We are no different from the ancients.  Our Adamic egos inflate to the point where our hearts revolt.  And then the hiding begins.  We know what we’ve done.  We know we’re running away from the presence of the living God.  We know what we deserve.  So we hide.  And yet . . .

God pursues.  God woos because He loves. True Love may let us wander and wallow—for a life-time if needed, but True Love never leaves.  WE leave. WE hide.  WE reject.  WE dismiss all whispered holy pleading.  “Come back to Life!  Come back to Me!” we hear Him say in the distant recess of our being.

But we don’t want life His way.  We want life our way, which is no life at all.  It’s bondage, plain and simple.  Anything we call life, apart from our Creator and His way, is bondage—slavery—death at some level, in some form. 

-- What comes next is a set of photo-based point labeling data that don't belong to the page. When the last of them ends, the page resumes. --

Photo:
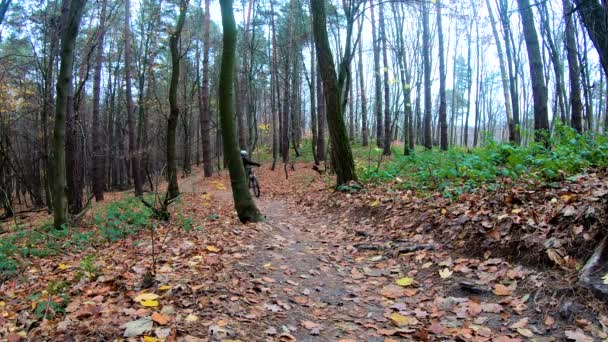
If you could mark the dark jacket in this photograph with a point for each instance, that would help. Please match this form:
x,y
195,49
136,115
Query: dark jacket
x,y
248,162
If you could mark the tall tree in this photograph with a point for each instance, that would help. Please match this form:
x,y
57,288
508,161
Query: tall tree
x,y
173,188
133,153
98,154
535,61
243,203
594,14
377,81
205,112
573,69
426,55
342,155
364,133
503,73
71,18
387,115
3,8
443,115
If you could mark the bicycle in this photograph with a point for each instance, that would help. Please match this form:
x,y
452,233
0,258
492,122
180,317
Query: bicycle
x,y
254,185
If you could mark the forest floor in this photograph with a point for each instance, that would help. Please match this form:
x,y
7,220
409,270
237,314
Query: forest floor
x,y
381,265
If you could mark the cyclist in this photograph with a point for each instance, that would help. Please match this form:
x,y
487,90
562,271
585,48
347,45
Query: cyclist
x,y
248,163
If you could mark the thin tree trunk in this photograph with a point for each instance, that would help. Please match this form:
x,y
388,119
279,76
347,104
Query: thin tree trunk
x,y
443,120
387,115
243,203
173,188
98,157
205,111
426,54
133,153
72,16
364,134
341,153
539,89
573,69
377,81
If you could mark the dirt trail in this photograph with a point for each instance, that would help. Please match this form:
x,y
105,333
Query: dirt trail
x,y
305,274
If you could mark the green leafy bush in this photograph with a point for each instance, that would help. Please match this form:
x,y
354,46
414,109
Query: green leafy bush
x,y
458,170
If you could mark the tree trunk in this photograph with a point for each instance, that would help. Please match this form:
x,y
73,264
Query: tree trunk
x,y
503,74
377,81
173,188
443,120
594,14
341,153
243,203
387,115
504,19
73,15
364,133
98,153
426,54
205,114
3,8
539,89
133,153
573,69
320,118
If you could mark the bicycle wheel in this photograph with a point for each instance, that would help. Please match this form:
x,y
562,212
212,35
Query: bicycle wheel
x,y
255,186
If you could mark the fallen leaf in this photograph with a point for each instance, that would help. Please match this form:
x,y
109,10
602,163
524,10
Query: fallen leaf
x,y
445,273
145,296
525,332
392,291
149,303
160,318
577,335
191,318
405,281
315,329
212,249
400,320
138,327
501,290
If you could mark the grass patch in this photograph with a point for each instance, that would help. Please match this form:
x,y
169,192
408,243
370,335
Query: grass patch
x,y
457,170
113,222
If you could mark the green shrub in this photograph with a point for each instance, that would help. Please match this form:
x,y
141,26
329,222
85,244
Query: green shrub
x,y
457,170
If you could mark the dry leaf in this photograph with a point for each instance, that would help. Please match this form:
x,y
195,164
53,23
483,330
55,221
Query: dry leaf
x,y
160,318
445,273
405,281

No matter.  No matter how far we’ve wandered, no matter how rebellious we’ve been—God’s love for us never waivers.  God’s provision never changes.  Jesus provided Himself to bring us back from the death we thought was life.  God is the constant.  We are the variable.  He waits as He woos.  He wants us to come back to Him—the Way, the Truth, and the Life.  He wants us to have what we want.  We want it all.  He IS our ALL.  For in Him we live and move and have our being.  (Acts 17:28)

But we cannot come back to Him in our own strength.  All we can do is humble ourselves, take our proper place before the Almighty Maker of Heaven and Earth, and do as Augustine instructs:

Cast yourself upon God and have no fear.  He will not shrink away and let you fall.  Cast yourself upon him without fear, for he will welcome you and cure you of your ills.

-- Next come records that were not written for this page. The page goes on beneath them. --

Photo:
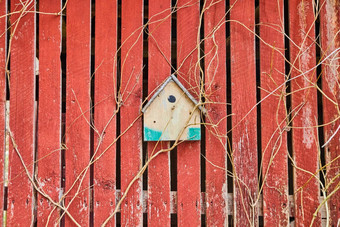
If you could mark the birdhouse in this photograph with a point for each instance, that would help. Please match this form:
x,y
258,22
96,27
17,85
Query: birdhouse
x,y
172,113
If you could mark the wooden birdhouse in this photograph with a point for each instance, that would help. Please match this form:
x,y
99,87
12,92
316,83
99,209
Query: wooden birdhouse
x,y
172,113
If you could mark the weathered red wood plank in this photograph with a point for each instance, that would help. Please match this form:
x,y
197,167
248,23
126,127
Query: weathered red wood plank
x,y
274,135
49,110
188,153
3,23
243,99
22,115
104,114
215,86
77,128
131,93
330,40
304,106
159,70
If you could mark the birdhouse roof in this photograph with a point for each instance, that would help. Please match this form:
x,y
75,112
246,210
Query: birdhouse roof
x,y
180,85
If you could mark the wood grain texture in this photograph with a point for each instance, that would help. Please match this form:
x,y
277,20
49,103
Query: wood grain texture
x,y
104,113
304,106
273,133
49,110
22,115
188,153
3,27
131,93
330,40
159,69
215,86
77,128
243,99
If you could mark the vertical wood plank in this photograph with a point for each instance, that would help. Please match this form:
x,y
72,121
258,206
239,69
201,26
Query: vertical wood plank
x,y
77,128
188,153
131,93
274,135
330,40
22,117
104,113
49,110
159,69
243,98
3,25
215,86
304,106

Laying on a table, just two days ago, I was in a sorry state.  I didn’t care what the nurses and doctor did to me as long as they brought me back to life.  Into their hands I committed myself.  And this depleted and sick body was watered and refreshed and put on her feet once again to walk strong.

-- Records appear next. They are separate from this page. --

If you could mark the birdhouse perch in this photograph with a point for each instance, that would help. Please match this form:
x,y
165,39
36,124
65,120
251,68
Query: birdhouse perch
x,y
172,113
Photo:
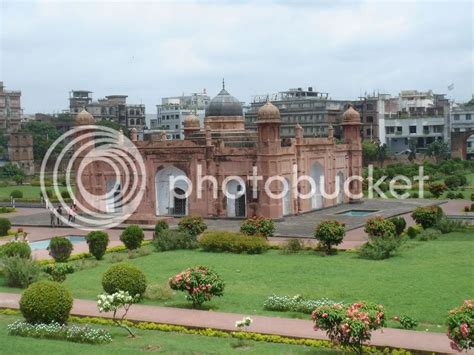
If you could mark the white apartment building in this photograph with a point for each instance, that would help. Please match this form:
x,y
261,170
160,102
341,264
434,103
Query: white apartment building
x,y
173,110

When we lay on the stretchers of life—depleted, worn, and fearful—we’re ready.  When we’re ready to accept the help of God, He is faithful.  He is loving.  He is waiting—always waiting—for us to come back.

“Come to me, all you who are weary and burdened, and I will give you rest,” Jesus implores.

Every day, every moment, we are faced with a crossroads choice.  Which way will we go?  Toward Self or toward God.  There is no—other—choice.    
 


This is what the LORD says:

“Stand at the crossroads and look; ask for the ancient paths, ask where the good way is and walk in it, and you will find rest for yours souls.”  Isaiah 6:16

If my people, who are called by my name, will humble themselves and pray and seek my face and turn from their wicked ways, then will I hear from heaven and will forgive their sin and will heal their land.  2 Chronicles 7:14

Humble yourselves before the Lord, and he will lift you up.  James 4:10

Humility is the trailhead of the path leading back to True Life for those ready to be raised from the dead.